What did it physically: diet, exercise, time
Sorry, I think the hard way is the right way. Just do it.
Diet. For the first time, thanks to Nutrisystem, I learned that starvation isn’t the answer. Not starving to lose weight is totally counter-intuitive for me. But I’d eat lasagna for dinner, and still wake up a pound lighter. Calorie control is the answer. I just ate a little less than what my body needed. Figured I burned 2200 cals in a day. So I ate 1600 cals, or so. After months, weight loss resulted. Yeah I had to count calories, more so after leaving Nutrisystem, but that is an excellent way to learn the caloric cost of eating.

Exercise. Walk, bike, do an elliptical machine for 30 minutes a day. Like I said, I am frustrated by the slow results of exercise. Diet is what brings the results at first. I think exercise is icing on the cake, for reshaping the thinner body. I expected too much from exercise because I didn’t understand how secondary it was to eating right. These days I am happy with where the diet has taken me, and now I exercise like a crazy person to reshape and tone my body.
What will I be like months from now?
It will be interesting to see where my current extremism settles to. I promised Lori I would go to the gym frequently for a period of 2 years. (More of a bet than a promise, I guess.)

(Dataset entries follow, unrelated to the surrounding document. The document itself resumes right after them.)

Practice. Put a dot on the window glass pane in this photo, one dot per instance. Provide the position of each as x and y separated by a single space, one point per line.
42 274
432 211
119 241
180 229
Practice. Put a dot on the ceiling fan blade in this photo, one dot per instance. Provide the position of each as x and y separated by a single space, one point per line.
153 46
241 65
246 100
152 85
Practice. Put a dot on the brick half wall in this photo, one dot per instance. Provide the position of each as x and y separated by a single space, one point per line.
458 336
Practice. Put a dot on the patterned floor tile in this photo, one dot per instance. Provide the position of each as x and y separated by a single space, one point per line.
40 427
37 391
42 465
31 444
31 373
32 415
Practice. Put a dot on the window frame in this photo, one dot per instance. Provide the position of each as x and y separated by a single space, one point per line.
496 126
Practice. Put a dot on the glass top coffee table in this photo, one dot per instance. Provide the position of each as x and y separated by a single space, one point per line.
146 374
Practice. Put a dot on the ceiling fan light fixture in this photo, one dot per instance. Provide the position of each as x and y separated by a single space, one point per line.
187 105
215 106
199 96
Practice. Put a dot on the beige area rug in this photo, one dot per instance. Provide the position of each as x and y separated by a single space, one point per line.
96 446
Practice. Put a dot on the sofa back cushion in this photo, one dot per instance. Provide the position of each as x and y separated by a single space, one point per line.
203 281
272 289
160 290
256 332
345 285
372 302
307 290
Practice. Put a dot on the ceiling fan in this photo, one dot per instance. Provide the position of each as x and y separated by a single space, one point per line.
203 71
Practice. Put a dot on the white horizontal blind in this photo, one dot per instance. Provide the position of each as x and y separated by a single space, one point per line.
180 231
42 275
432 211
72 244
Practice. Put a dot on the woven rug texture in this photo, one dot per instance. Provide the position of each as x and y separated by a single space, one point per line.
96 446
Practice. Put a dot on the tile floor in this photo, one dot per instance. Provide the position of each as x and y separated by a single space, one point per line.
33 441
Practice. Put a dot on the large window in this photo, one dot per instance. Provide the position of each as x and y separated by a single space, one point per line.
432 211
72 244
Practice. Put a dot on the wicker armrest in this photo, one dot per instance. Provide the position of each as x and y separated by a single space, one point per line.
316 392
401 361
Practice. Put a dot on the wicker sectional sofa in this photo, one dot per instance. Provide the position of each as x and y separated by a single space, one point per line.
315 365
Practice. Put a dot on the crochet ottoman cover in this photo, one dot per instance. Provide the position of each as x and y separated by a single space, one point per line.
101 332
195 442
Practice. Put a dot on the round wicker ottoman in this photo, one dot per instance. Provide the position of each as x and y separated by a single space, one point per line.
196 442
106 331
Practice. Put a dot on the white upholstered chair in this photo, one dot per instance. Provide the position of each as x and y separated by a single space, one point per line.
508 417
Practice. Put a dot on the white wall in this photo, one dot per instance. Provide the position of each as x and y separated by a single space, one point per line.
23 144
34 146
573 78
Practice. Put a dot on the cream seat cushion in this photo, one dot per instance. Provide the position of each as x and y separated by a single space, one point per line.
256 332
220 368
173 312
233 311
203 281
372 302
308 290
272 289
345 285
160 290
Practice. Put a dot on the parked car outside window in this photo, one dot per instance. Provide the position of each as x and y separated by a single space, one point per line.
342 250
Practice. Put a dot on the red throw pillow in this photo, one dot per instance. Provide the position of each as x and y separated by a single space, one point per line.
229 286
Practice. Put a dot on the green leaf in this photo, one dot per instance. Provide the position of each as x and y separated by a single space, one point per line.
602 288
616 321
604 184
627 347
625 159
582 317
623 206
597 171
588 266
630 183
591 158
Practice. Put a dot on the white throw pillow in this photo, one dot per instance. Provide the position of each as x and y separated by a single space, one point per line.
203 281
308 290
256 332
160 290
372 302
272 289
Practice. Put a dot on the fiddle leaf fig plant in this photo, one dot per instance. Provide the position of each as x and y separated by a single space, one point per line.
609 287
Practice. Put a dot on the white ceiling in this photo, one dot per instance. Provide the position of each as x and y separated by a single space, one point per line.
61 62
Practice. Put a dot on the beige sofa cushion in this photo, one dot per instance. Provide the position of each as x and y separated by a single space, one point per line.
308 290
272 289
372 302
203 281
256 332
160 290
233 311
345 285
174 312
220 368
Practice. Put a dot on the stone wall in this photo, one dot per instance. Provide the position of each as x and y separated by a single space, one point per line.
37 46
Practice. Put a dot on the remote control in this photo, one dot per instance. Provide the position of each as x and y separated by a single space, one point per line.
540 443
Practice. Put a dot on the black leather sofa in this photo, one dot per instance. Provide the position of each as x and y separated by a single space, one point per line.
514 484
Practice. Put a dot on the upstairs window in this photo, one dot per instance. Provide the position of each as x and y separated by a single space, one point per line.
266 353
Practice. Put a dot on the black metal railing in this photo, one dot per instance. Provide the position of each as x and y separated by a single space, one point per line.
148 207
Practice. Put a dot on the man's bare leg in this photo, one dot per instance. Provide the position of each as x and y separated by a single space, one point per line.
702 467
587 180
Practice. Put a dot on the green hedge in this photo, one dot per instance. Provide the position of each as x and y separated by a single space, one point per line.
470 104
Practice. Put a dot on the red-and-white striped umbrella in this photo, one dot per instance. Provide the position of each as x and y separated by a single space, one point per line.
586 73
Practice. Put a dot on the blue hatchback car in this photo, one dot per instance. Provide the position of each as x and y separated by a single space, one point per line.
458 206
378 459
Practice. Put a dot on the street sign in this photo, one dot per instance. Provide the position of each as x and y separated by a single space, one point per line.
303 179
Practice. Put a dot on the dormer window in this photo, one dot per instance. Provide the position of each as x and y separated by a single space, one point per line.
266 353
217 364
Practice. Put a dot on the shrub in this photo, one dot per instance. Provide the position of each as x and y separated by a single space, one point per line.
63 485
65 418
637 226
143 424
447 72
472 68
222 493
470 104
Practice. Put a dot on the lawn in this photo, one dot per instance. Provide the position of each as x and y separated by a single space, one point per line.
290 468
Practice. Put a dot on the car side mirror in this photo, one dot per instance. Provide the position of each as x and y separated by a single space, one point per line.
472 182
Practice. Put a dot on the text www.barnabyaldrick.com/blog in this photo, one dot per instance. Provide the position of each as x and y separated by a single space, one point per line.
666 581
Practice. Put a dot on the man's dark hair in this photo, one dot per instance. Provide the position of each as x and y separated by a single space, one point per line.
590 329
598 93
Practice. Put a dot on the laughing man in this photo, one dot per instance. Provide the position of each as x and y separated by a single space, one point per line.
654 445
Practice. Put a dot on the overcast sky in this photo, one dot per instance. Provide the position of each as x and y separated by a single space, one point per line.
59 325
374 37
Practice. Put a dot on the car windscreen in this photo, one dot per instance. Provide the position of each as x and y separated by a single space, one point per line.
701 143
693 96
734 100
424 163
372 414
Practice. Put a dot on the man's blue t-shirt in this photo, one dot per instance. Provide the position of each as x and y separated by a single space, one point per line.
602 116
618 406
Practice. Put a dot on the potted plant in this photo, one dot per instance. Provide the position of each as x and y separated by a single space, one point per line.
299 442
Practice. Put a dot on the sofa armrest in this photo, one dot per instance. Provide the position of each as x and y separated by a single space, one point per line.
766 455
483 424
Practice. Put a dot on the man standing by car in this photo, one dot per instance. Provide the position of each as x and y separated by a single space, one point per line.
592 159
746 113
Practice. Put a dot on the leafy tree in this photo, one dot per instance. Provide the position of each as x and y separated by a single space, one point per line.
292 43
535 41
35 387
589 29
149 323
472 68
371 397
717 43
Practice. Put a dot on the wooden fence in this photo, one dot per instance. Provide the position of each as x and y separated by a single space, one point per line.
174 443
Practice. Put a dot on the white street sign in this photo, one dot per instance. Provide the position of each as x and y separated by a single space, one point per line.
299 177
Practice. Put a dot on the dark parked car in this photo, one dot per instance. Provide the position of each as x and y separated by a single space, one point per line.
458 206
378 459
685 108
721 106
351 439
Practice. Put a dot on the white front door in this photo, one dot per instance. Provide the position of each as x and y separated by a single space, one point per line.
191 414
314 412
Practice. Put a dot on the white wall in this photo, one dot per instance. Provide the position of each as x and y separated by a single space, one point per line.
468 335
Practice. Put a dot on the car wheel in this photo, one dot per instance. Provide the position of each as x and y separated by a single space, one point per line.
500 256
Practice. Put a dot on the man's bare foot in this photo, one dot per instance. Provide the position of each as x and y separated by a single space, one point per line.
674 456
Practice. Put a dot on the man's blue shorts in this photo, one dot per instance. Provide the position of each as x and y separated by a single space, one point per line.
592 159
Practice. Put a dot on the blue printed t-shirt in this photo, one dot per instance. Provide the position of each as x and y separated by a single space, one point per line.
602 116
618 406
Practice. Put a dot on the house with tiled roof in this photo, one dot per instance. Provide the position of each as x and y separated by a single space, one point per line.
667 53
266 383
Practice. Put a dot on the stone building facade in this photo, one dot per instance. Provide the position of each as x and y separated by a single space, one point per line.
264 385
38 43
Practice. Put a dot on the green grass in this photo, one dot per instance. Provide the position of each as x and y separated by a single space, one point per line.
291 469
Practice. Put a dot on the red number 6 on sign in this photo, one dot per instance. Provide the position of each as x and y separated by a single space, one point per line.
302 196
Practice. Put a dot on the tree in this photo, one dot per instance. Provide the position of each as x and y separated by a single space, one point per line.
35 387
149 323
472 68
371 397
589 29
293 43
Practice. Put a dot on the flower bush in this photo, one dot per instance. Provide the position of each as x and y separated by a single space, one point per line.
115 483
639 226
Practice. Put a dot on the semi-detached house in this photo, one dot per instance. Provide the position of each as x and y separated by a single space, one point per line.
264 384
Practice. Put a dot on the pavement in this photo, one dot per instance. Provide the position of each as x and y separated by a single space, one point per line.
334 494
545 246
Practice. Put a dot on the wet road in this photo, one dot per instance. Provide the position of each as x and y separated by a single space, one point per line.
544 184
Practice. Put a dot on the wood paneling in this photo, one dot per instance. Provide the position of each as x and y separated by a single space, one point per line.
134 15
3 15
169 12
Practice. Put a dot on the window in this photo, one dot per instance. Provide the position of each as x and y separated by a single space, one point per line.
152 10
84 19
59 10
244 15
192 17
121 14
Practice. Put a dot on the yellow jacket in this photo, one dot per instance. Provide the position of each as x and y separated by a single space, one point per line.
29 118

I’d love to say this will continue. It needs to, of course. After I hit a physical state I’m happy with I’ll likely not go to the gym 11 times a week like now. Maybe. We’ll see.
Would it be easy to stop all this and go back? You bet — that was the easy life! Oh how I would love to sleep in, pound food, be on the computer all day! Except… it was f-ing miserable! The gluttony and laziness was destroying me from the inside out.
Now I am proud of myself. I have a great long term goal of excellent fitness. And I have no good reason to stop.